“Oh, nothing; a headache,” was the answer he received to his anxious inquiries. “I hope I wasn’t more than usually ill-mannered; pray ask Mrs. Vissian to try and tolerate me.”
“You’re getting a little low, it strikes me; too much solitude. By-the-bye, you’ll look in at Knightswell this afternoon?”
“I suppose Mrs. Clarendon feels obliged to ask me; I dare say she’d rather I kept away.”
“My dear sir, these are outcomes of the black humour; you are not yourself. Mrs. Clarendon will be very glad indeed to see you; so she assured me. I pray you, fight against this tendency to melancholia.”
It was difficult to reach the gates without having previously collected considerably more mud than one cares to convey into a lady’s drawing-room. Kingcote endeavoured to remove some of this superfluous earth as he walked up the drive by rubbing his boots in the wet grass; the result was not inspiriting.

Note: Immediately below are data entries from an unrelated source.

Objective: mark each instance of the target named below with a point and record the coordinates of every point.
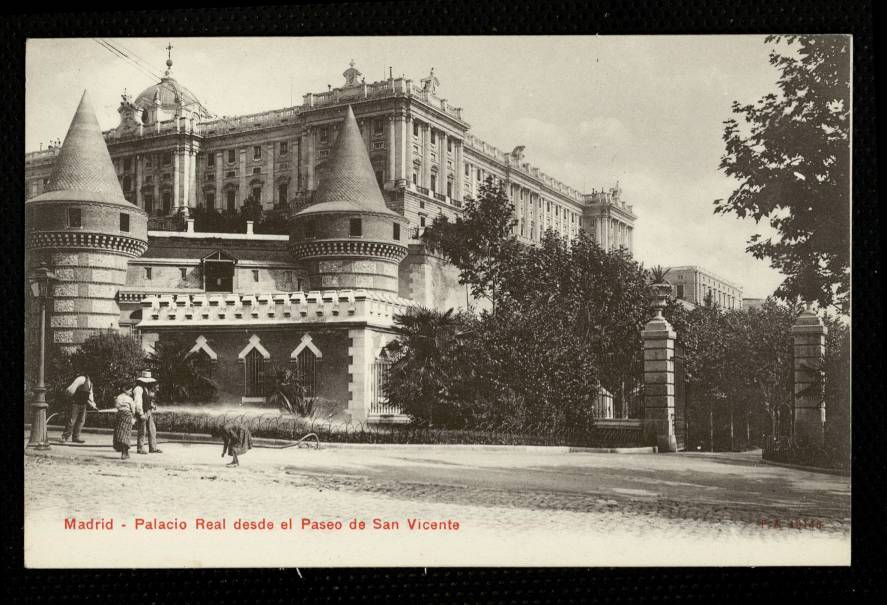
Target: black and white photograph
(436, 301)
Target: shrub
(182, 376)
(286, 391)
(112, 361)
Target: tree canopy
(790, 153)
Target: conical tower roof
(347, 182)
(83, 170)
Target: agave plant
(287, 391)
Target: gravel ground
(514, 507)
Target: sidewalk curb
(201, 438)
(812, 469)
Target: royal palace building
(359, 170)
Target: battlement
(226, 309)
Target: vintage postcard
(437, 301)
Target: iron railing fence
(285, 426)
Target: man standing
(143, 395)
(81, 394)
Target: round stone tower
(86, 231)
(348, 238)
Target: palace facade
(171, 155)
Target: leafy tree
(182, 376)
(479, 241)
(112, 360)
(790, 153)
(423, 365)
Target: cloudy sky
(646, 111)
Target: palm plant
(658, 273)
(421, 373)
(286, 391)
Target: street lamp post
(41, 284)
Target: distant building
(694, 284)
(753, 303)
(321, 299)
(171, 154)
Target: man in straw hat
(143, 395)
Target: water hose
(298, 443)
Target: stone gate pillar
(808, 334)
(659, 410)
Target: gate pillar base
(659, 400)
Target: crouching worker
(125, 418)
(236, 441)
(80, 393)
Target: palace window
(307, 356)
(74, 217)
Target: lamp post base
(39, 438)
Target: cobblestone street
(495, 495)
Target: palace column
(242, 191)
(310, 146)
(391, 177)
(426, 157)
(138, 161)
(808, 334)
(460, 170)
(442, 163)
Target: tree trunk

“Pooh!” he exclaimed impatiently. “If she really cares to see me, she won’t regard the state of my boots; any one who accepts such as I am, must take mud and all.”
The thought appeared to amuse him, he walked on with a laugh.
As he entered the garden, he met the trap just driving away from the house. A gentleman was seated in it. He had rather the look of a man of business, and was reading a letter. He scanned Kingcote, then resumed his reading.
Disturbed with the thought that there might be other visitors in the house, Kingcote hesitated, doubted whether to go on. He made up his mind to do so, however, not without sundry fresh communings with himself of a bitter kind. On inquiry he found that Mrs. Clarendon was at home, and, after a moment in the hall, he was led to the dining-room. Mrs. Clarendon was writing letters at a table by the window; as she rose, he thought he detected annoyance on her face.
“I fear I disturb you,” he said coldly.